“You can either waste this period of social-distancing and be frustrated,
or you can choose to make it the best it can be.”
Sister Mary Catharine Perry
“I didn’t sign up for this,” my friend Pam said, frustrated. And yet, here we are. People are anxious, scared, bored, even feeling a bit unhinged. What to do? Here’s what my heart says:
- Still your body. Not by sitting and watching reruns on TV, but by doing an active practice. Take 36 very deep breaths. Meditate. Go on YouTube and look for Calming visualization for anxiety or Guided Imagery or Qigong sound healing. Then build the practice into a daily routine.
- Pray for yourself and those you love and all the people in the world going through this same crisis. Pray even if you don’t believe in God or have a prayer tradition. Pray to the Universe
- Walk – outside, if possible.
- Think deeply – to soften anger, shift to assuming you’re carrying the virus and asking “How can I not give it to anyone?” Moving from me focus to we focus, from inward to outward helps.
- Schedule worry time – no more than 30 minutes/day. During that scheduled time, worry away. Write down your worries. Then go about doing other things until 24 hours goes by.
- Clear your mind of critical and blaming thoughts. NO one caused this on purpose. This is the inevitable response of a world grown smaller and more interdependent. Look for things we can learn that make the shrinking world an advantage. How can we become more united and solve earth’s problems together?
- Stay in closer-than-usual touch with loved ones.
- Include the people in your own home, some of whom may be driving you nuts.
- Get off your phones and talk to each other. Plan new schedules together. Routines comfort us. I’ve heard some heartwarming stories of kids (even teenagers) taking daily walks with their parents, and playing games together or doing puzzles over several days.
- Have compassion for each person’s different experience of this totally new, seemingly upside-down reality.
- Get in touch with friends and family you’ve been thinking about. Forgive someone. Resentment takes up space in our brains and hearts we’re going to need.
- Clean your drawers, cupboards, refrigerator, files, bathroom, basement, garage. Cleaning and organizing, tossing out what’s no longer needed can calm anxieties and feel productive. Do this with other family members, and if you can, have fun with it. Laugh at what you find and toss.
- Clean your routine of too much news. It adds to anxiety. Reporters are scrambling too, so they grab and repeat what’s dramatic. 20 minutes/day is enough for me.
- Go back to past shelved projects. Awhile ago I started an iPhone Photography course. Resuming it will be fun.
- Paint, write, knit, carve.
- Put all your emotions into a poem.
- Garden – get your hands dirty. An old Russian proverb says, “All sorrows go into the dirt.” Gardening gives the promise of future growth, new life
- Find or create online games – play with family or friends.
- Create online get-togethers. Yesterday I was part of a heartwarming devotional gathering.

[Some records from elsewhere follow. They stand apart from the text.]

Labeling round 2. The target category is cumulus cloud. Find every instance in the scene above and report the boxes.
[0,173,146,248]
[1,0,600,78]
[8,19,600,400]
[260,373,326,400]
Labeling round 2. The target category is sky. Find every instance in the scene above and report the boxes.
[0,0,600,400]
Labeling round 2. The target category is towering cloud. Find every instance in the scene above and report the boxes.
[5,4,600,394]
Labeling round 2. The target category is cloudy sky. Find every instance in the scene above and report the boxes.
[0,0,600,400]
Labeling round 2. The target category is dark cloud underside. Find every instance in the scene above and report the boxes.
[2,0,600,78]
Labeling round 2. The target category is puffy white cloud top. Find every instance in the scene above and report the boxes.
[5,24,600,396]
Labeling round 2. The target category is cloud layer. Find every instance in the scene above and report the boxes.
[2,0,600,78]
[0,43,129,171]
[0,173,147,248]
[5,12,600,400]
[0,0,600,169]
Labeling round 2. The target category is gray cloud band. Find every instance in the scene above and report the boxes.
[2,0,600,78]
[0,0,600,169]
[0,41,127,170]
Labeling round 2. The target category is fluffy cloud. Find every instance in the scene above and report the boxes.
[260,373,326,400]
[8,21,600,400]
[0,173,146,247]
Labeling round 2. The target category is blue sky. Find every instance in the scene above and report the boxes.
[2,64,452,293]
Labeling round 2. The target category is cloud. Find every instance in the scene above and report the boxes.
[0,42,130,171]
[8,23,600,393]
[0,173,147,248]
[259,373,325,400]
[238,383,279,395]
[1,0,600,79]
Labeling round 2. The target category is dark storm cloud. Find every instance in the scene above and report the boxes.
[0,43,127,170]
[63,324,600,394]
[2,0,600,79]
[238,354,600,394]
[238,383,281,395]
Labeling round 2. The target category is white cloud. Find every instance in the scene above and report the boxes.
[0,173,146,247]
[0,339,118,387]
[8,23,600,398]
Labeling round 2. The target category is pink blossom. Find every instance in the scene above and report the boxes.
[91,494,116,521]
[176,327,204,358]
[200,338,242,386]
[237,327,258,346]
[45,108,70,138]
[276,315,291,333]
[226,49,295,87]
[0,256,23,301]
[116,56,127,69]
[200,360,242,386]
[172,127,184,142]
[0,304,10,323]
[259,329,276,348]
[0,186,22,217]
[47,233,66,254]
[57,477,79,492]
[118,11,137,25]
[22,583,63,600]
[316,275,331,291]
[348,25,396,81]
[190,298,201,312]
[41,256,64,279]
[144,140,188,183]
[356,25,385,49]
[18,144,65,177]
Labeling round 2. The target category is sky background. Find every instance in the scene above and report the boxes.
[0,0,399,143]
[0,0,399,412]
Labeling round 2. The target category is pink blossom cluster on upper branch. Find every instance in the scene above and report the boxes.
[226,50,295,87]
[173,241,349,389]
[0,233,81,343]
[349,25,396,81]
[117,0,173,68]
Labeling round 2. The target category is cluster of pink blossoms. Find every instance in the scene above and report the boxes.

- Make gifts for people. You could be prepared for the next holiday gift giving way ahead.
- Go on virtual field trips – there are lots of them already offered, and new ones popping up. (Look for Virtual Field Trips in Google and YouTube.)
I am not a Pollyanna. I accept that we are in a global crisis….uncharted territory where there will likely be a great deal of suffering, both physical and economic. How we respond now, though, sets the tone for how we get through this. And just maybe, this is a necessary reset for us to advance to the next level of civilization. I see people slowing down and getting in touch with their basic humanity. That is a good thing. We will learn as we go. Maybe we’ll bump up against the question that comes after What to Do? Namely: Who to Be?
I would love to hear your tips for thriving, stories of people’s creativity and generosity. I’ll publish Fresh Views more often and include your gems, if it seems helpful. You are in my heart.